VART ML Architecture Overview#

VART-ML is a high-performance C++ runtime interface for ML inference on AMD hardware. It supports fully offloaded models—the compiled graph runs entirely on the NPU—and models compiled with the CPU partition feature, which enables heterogeneous NPU/CPU execution using compiler-supported CPU operators. For models that require runtime CPU fallback or broad ONNX operator coverage not handled by CPU partition compilation, use ONNX Runtime with the Vitis AI Execution Provider instead.

VART-ML is designed to:

Execute fully offloaded models on the NPU, and CPU-partitioned models across NPU and CPU subgraphs as defined at compile time.
Expose explicit control of tensor metadata and buffer ownership.
Support both CPU-view and hardware-view tensor flows.
Enable zero-copy execution when hardware-visible memory is used.

Note

For a runtime-selection comparison between VART-ML and ONNX Runtime + Vitis AI EP, see Introduction: VART X and VART ML.

Layered Architecture#

Layer	Role
Application layer	Owns pipeline control, creates runners, allocates/wraps buffers, and invokes sync/async execution.
VART-ML API layer	Public abstractions: `NpuTensor`, `Runner`, and `RunnerFactory`.
Runner implementation layer	Vitis AI compiler and runtime stack backend implementation handling model loading, metadata, execution, and tensor allocation helpers.
Runtime/platform layer	Model scheduling, NPU execution, device management, and hardware-backed buffer allocation.

Core Abstractions#

VART-ML centers around three abstractions:

NpuTensor: Represents tensor metadata and wraps user-allocated or runner-allocated buffers.
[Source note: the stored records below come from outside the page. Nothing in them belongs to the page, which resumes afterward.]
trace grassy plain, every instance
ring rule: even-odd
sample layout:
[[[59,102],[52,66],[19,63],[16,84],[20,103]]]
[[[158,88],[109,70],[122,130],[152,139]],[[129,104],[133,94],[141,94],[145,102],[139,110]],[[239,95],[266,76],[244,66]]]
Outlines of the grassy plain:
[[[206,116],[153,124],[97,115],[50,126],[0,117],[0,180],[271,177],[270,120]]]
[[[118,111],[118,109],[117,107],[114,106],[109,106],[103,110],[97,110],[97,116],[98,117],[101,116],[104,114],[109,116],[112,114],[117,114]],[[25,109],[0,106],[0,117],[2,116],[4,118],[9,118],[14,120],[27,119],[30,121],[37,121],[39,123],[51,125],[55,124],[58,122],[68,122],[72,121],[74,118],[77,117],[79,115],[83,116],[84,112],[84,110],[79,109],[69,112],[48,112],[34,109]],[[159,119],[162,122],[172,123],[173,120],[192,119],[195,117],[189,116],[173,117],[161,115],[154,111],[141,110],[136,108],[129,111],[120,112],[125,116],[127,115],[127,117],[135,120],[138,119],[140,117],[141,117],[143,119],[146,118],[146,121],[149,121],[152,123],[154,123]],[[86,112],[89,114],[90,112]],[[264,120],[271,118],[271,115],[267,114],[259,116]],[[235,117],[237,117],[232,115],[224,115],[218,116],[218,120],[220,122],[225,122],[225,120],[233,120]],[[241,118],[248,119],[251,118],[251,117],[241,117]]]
Supports explicit buffer synchronization (sync_buffer) and DMA-BUF file descriptor export (export_buffer) for inter-process or inter-device sharing.
Runner: Loads models, exposes metadata/quantization data, executes inference, and provides tensor allocation helpers including sub-tensor views (allocate_sub_tensor) for efficient batch memory management.
RunnerFactory: Creates runner instances for supported backends.

Execution Architecture#

Typical integration workflow:

Create a Runner via RunnerFactory for a compiled model.
Query tensor metadata in CPU or HW view.
Allocate or wrap buffers and construct NpuTensor objects.
Execute inference using synchronous execute or asynchronous execute_async APIs.
Consume outputs in CPU or HW view depending on postprocessing path.

Synchronous flow:

execute blocks until completion.

Asynchronous flows:

execute_async + wait for job-handle driven completion.
execute_async + callback for completion notification.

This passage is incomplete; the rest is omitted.